ECHO 65 eliminates the need for ANY internet or other network connection at polling locations. It offers voters of all backgrounds and education levels the ability to fully understand the process and easily identify and resolve discrepancies while preserving precinct records for speedy recounts and audits.
Associated costs would include printing the necessary forms, staffing election day polling locations with a five-person counting team able to count all ballots in that location beginning at 7pm, and one at the county’s central election office for counting early votes and mail-in ballots. All machines for polling locations could be eliminated.
After conducting a basic cost-benefit analysis based on current reported costs of elections in Dallas County, eliminating all costs of modern voting other than renting locations and paying election staff, covering the basic costs of ECHO 65 could save counties the size of Dallas an average of nearly half a million dollars per election.
ECHO 65 is already approved for use in Texas Elections by the Texas Secretary of State’s office, and the greatest selling point is the simplicity of the entire process. Counting teams are not required to be certified in computer sciences, or electronic afficionados in order to understand the entire election process and participate with confidence. Endorsed by everyone who witnesses a live demonstration, this is the very method Texans must unify behind. A unified front is how we ensure our voices and demands are heard and therefore considered by those with the power to make these changes.

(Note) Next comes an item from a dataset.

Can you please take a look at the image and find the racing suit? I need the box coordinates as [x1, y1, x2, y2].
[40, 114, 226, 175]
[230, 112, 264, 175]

Restating the need for counties to cast ballots by precinct as best they can with their existing locations, which will require a minor legislative change from a bill passed last session. ECHO 65, or any other hand-counted paper ballot method, necessarily must be conducted by precinct for feasibility and simplicity. This means the county must return to precinct level voting prior to, or in the same motion adopting ECHO 65.
See the next TBTR Strategies article “The Case for Voting by Precinct” to see the mapping formula we have developed to help you work with your county to immediately return to casting ballots by precinct, using exsisting polling locations, and still serve all voters fairly.
Please visit texashandcounts.com as the original website for ECHO 65, and sign the pledge at MyVoteCountsinTexas.org to show support for backing out of countywide voting, returning to voting by precinct, and otherwise securing Texas elections this legislative session. Call your House and Senate Representatives and ask them to cosponsor or otherwise support the advancement of upcoming legislation allowing for the return to voting by precinct and other critical election security measures for all Texas counties.
Stay tuned for reports and updates with information on specific bills advancing these measures from TBTR Strategies and TBTX.
Thank you for your support and continued dedication to preserving our constitutional, representative, republican form of government.
Aubree
Founder
TBTX Takingbacktexas.org
TBTR Strategies tbtr.us
“I was born for the storm, and a calm does not suit me.” - President Andrew Jackson
Where can data be found about how many ballots were counted, how many races, how much time did it take, how many people were involved? We need all those parameters to truly determine the cost and feasibility. The feasibility of hand counting is a function of how many races are being counted. If there are only a few races, that is doable, but some places have 30 or so races and that is a completely different ballgame.
Signed at myvotecountsintexas.org -- and my prayer is that we return to at-precinct voting without machines, all paper ballots and same-day counting. Bravo on writing this essay.